1. Field of the Invention
The present invention relates to an electro-photographic image printing apparatus such as a copying machine, printer, or facsimile machine and, more particularly, to a fixing section employed in the image printing apparatus.
2. Description of the Related Art
Generally, in an electrophotographic image printing apparatus, a charging means, exposing means, and developing means are arranged around an image carrier. Charging, exposure, and development are performed to form a toner image on the image carrier. The toner image is transferred onto a recording medium to form an unfixed toner image. A fixing means is widely used in which the unfixed toner image on the recording medium is sandwiched and conveyed by a heat roller and a pressure roller in tight contact with the heat roller so as to fix the toner image.
In such a fixing section, when the length in the convey direction of the recording medium is larger than the circumferential length of the heat roller, after the leading edge in the convey direction of the recording medium comes into contact with the heat roller, the recording medium is sandwiched and conveyed by the rotating heat roller and rotating pressure roller. The heat roller that rotates for the second turn comes into contact again with the trailing edge of the recording medium which is still in contact with the heat roller (which has not passed through the nip portion yet). This trailing edge of the recording medium is called an overlapping portion.
The heat roller at the overlapping portion is deprived of heat while it is in contact with the recording medium, and the heat roller temperature accordingly becomes lower than a normal fixing temperature. This causes problems such as so-called under-fixing in which fixing is not performed completely and so-called reverse surface soiling in which the unfixed toner on the heat roller is transferred to the pressure roller to soil the reverse surface of the recording medium. Even if such an extreme inconvenience does not occur, the gloss of the overlapping portion becomes lower than that of a leading portion of the overlapping portion to form a clear boundary between the overlapping and leading portions that appears as a difference in gloss to degrade the image quality.

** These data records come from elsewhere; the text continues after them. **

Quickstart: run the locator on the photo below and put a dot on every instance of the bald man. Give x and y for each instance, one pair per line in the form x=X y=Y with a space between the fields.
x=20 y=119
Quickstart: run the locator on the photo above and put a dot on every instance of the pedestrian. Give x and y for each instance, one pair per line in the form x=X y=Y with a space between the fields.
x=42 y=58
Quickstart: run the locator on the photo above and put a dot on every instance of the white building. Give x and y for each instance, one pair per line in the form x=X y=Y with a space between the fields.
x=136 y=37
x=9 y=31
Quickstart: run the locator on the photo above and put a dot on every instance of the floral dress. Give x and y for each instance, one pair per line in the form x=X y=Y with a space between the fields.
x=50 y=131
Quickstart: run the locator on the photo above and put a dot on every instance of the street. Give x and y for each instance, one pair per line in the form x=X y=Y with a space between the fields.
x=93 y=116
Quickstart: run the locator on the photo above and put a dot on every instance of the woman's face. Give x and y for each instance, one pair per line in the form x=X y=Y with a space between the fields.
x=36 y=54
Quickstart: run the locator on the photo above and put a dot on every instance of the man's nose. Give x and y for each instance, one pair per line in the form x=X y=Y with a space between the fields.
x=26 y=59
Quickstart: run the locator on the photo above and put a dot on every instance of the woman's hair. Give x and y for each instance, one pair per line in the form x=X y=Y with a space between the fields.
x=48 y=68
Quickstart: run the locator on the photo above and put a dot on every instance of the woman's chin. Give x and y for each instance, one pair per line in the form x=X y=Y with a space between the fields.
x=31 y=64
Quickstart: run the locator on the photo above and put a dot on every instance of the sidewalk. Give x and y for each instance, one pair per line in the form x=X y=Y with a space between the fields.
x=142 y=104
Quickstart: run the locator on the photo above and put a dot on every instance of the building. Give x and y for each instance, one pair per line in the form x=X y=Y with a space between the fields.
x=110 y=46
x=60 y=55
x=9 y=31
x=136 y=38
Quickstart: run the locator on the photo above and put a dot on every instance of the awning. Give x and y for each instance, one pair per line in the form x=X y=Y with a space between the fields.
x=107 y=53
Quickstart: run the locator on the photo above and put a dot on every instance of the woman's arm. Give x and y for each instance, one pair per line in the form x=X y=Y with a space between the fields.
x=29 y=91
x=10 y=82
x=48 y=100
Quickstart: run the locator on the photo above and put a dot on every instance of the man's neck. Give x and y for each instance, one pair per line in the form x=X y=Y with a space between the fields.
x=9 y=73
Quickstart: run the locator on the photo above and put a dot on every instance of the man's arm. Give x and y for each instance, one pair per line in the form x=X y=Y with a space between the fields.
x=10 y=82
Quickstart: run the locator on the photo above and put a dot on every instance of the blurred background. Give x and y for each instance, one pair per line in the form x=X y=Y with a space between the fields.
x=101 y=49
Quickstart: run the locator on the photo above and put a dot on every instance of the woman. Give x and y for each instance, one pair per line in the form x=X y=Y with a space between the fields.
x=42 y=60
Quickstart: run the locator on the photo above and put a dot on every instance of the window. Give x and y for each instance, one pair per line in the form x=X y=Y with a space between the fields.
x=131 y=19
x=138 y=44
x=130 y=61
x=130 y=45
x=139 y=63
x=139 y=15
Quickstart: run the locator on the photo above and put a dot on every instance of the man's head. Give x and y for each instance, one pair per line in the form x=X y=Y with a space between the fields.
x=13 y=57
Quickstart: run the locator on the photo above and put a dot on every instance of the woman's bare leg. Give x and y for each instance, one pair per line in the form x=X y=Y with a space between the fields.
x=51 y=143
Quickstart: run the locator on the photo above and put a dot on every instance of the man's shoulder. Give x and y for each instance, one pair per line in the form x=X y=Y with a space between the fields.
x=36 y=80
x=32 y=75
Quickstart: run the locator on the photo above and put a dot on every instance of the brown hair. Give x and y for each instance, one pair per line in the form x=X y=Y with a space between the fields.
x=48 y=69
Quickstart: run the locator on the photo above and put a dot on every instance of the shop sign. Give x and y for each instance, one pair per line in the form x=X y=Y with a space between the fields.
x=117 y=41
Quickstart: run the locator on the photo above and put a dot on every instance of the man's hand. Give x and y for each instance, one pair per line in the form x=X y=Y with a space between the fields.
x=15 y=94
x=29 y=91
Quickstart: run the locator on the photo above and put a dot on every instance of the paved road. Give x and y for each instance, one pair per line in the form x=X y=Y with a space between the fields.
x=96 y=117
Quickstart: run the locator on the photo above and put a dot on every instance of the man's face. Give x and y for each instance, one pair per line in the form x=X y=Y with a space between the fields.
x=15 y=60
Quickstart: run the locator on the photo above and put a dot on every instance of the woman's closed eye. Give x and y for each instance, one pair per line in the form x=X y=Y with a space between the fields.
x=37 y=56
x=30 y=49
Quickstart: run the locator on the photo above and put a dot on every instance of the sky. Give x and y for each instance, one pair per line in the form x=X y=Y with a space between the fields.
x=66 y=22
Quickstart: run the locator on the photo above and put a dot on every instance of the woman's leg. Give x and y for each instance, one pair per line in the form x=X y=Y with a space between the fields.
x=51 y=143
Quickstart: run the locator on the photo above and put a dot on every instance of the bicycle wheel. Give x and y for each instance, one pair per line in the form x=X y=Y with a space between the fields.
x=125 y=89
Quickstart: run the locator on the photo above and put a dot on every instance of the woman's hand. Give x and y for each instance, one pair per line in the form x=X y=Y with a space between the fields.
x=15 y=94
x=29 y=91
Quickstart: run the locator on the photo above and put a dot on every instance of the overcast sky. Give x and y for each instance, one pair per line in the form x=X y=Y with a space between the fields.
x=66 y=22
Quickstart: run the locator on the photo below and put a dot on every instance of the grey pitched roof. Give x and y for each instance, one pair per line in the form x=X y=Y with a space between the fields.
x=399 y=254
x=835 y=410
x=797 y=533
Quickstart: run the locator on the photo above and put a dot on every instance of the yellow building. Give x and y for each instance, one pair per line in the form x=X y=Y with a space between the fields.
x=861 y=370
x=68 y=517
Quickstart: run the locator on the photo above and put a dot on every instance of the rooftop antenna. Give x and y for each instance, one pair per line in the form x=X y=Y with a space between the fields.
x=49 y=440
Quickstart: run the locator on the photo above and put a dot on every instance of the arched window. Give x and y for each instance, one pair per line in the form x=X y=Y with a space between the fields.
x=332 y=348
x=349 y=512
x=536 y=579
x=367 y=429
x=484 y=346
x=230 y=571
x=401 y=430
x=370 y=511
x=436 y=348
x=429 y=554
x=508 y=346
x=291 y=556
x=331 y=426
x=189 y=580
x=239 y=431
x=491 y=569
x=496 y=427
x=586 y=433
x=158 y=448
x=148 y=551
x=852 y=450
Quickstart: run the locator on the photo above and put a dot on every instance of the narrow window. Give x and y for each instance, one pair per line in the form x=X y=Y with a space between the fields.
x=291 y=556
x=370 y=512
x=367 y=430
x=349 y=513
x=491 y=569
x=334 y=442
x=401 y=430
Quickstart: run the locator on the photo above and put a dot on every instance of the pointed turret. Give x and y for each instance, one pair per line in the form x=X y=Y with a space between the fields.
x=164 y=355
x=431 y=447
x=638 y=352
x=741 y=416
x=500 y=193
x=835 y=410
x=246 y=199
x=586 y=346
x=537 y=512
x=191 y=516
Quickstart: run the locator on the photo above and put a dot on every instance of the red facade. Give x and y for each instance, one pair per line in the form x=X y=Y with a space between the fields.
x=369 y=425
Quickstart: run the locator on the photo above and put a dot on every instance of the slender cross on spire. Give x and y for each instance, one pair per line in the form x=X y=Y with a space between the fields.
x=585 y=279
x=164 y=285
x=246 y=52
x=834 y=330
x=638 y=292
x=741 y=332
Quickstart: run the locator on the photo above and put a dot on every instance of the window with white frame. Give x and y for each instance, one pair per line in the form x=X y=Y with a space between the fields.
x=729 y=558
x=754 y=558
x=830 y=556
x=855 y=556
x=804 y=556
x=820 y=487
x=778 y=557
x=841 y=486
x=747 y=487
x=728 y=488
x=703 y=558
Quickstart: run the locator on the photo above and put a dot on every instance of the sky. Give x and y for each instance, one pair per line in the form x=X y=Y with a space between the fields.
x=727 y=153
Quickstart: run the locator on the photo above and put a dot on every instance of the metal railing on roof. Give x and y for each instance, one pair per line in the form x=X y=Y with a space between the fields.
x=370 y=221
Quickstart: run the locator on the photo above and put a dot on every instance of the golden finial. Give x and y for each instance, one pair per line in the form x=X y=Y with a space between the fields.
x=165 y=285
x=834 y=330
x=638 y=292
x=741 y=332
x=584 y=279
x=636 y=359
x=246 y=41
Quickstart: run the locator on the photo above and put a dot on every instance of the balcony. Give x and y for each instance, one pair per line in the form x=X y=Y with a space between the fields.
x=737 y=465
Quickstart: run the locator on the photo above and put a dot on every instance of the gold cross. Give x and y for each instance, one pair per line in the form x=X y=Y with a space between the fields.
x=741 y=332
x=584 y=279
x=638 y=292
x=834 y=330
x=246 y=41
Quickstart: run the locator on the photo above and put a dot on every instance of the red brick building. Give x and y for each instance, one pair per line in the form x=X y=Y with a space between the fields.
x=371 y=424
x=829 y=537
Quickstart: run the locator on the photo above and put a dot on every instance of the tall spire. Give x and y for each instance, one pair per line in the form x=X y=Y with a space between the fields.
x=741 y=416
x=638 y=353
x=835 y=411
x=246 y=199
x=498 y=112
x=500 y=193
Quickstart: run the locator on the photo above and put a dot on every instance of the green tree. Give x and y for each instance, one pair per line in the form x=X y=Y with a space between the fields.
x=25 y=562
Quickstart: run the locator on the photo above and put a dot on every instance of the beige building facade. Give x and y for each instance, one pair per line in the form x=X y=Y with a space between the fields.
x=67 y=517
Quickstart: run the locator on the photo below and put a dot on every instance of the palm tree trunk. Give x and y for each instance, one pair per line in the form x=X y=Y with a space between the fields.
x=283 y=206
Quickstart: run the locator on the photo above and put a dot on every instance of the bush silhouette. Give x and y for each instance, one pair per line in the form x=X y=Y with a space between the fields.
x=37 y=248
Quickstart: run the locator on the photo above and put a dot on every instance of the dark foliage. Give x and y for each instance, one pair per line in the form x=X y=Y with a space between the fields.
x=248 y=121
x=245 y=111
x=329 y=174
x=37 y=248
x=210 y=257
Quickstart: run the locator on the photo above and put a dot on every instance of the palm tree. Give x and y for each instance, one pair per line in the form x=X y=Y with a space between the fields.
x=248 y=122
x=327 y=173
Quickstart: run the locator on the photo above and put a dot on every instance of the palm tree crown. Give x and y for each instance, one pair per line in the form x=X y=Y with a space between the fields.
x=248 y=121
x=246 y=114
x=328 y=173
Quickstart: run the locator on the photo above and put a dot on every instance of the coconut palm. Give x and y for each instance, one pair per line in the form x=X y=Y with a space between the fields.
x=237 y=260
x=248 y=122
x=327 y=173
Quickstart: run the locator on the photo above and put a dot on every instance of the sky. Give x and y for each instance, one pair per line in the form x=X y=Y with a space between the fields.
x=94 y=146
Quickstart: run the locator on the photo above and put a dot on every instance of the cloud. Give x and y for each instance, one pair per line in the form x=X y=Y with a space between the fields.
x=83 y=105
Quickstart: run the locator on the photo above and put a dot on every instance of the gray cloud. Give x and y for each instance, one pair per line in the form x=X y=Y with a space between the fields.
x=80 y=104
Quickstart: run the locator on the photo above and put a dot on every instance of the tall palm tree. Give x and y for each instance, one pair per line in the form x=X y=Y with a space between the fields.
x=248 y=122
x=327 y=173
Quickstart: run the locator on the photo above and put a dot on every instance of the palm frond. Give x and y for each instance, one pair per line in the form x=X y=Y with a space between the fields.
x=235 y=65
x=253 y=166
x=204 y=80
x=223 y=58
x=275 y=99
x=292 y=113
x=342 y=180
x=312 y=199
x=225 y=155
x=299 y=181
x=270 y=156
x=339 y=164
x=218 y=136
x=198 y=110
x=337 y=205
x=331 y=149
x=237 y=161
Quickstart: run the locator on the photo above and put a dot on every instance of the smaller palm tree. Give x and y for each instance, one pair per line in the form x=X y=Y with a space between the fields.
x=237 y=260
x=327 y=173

In order to solve the above problems, a method is proposed in which the circumferential length of the heat roller is set be equal to the sum of the length of the recording medium and the interval length between the current and next recording media, or an integer multiple of the sum (for example, see Japanese Unexamined Patent Publication No. 8-146797 as patent reference 1).
Another method is also proposed in which the circumferential length of the fixing member is set to be equal to or larger than the length in the convey direction of a standard size recording medium which is used most frequently, or equal to or larger than the length of the short side of the standard size recording medium (for example, see Japanese Unexamined Patent Publication No. 2002-49264 as patent reference 2).
With the methods described in patent references 1 and 2, a gloss difference formed between the leading and trailing edges of the recording medium may be solved. When, however, the recording medium to be employed is mainly of A6 size or B5 size with a length in the convey direction of 150 mm to 180 mm, in spite that the recording medium has a short length, since the process speed of the image printing apparatus is based on the sum of the standard size recording medium and the paper interval length as a reference, the printing productivity degrades greatly. In case of an A3-size recording medium, a gloss difference occurs at the boundary of an overlapping portion and a non-overlapping region, and in the worst case, an under-fixing error or the like occurs at the overlapping portion.